In terms of business rates, an area that keenly affects retail and hospitality businesses in particular, he confirmed the extension of the current 75% business rates relief for medium-sized and larger retail, hospitality and leisure properties for one year, and a temporary freeze on the Small Business Multiplier.
However, the statement did not go nearly far enough to address the problems facing retail, says Helen Dickinson, chief executive of the British Retail Consortium (BRC): “Retailers and their customers have been sold out by the Chancellor’s statement, which does not do enough to support shops, shoppers, and an industry that employs over three million people, and many more across its supply chains.
"As we enter the Christmas period, this Autumn Statement will serve only to renew inflationary pressures that ultimately harm households.
“The Chancellor has poured fuel on the fire spreading across our high streets with a tax hike on shops and other businesses. His decision to increase the business rates standard multiplier will cost retailers hundreds of millions every year. Rather than introduce the meaningful reforms that were promised in the Government’s 2019 manifesto, the Chancellor is now letting the tax spiral out of control, driving up costs just as retailers’ efforts to curb inflation have started to bear fruit.
"This tax hike comes at a time when retail sales volumes have hit their lowest level in two years. Yet business rates must be paid in full before a business sells a single product or service. This flawed tax continues to wreak havoc on our town and city centres, closing shops and costing jobs. And with the Chancellor introducing the largest increase to National Living Wage on record, retailers are under ever-increasing cost pressures, even as the Government withdraws its support.

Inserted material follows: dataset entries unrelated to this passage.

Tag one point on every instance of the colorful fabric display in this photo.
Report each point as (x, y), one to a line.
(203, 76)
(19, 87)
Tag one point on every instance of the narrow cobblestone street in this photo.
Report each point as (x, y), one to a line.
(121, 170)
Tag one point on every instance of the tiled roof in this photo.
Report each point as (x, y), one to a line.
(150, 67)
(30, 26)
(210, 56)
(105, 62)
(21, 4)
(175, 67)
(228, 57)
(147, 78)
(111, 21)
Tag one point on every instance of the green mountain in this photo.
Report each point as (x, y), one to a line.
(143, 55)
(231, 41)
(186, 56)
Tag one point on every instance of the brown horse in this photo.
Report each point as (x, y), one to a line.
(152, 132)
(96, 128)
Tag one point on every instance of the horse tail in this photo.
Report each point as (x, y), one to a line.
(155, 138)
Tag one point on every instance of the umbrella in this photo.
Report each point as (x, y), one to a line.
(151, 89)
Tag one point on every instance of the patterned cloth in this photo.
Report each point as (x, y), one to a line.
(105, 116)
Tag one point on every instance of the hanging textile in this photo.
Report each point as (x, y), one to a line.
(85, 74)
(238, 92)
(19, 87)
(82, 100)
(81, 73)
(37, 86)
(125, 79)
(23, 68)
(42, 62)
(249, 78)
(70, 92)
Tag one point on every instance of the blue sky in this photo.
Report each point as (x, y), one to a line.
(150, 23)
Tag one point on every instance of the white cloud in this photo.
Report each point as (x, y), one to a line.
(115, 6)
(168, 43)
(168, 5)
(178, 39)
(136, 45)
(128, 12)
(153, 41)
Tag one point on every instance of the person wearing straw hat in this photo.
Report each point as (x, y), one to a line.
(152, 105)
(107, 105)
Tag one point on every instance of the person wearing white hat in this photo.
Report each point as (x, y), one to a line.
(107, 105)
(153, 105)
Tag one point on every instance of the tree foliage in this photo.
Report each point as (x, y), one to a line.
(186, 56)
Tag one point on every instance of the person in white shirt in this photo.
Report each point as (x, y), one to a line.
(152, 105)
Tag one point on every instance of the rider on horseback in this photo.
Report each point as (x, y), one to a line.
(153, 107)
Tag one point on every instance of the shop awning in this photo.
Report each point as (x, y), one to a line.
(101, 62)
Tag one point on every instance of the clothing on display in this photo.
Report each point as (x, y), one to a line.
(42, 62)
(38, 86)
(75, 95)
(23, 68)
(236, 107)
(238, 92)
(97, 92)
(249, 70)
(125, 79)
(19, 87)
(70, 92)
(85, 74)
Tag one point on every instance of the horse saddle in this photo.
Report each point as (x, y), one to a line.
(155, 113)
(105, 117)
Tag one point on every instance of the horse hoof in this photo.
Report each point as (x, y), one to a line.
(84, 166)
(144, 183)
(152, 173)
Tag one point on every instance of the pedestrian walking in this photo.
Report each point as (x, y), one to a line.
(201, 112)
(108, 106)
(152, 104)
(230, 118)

“The extension to the Retail, Hospitality and Leisure relief and the freezing of the Small Business Multiplier is a gesture of support to high streets and while it may help some smaller businesses, it does nothing for those retailers that provide the lion’s share of employment, investment, and low-cost essentials for customers. The Chancellor has done little to prevent the decline of our town and city centres and his decision will see thousands of stores pushed into the red, jeopardising their commercial viability. This will lead to inevitable consequences for shops and jobs on high streets, right across the country.
“The country needs wholesale reform of our broken business rates system. Retailers pay over £7b a year in business rates – over 22% of the total raised by the tax. This must not continue – it is imperative that we see parties commit to reforming the broken business rates system in their manifestos for the next General Election, and to lowering the disproportionate burden that this tax has on the retail industry.”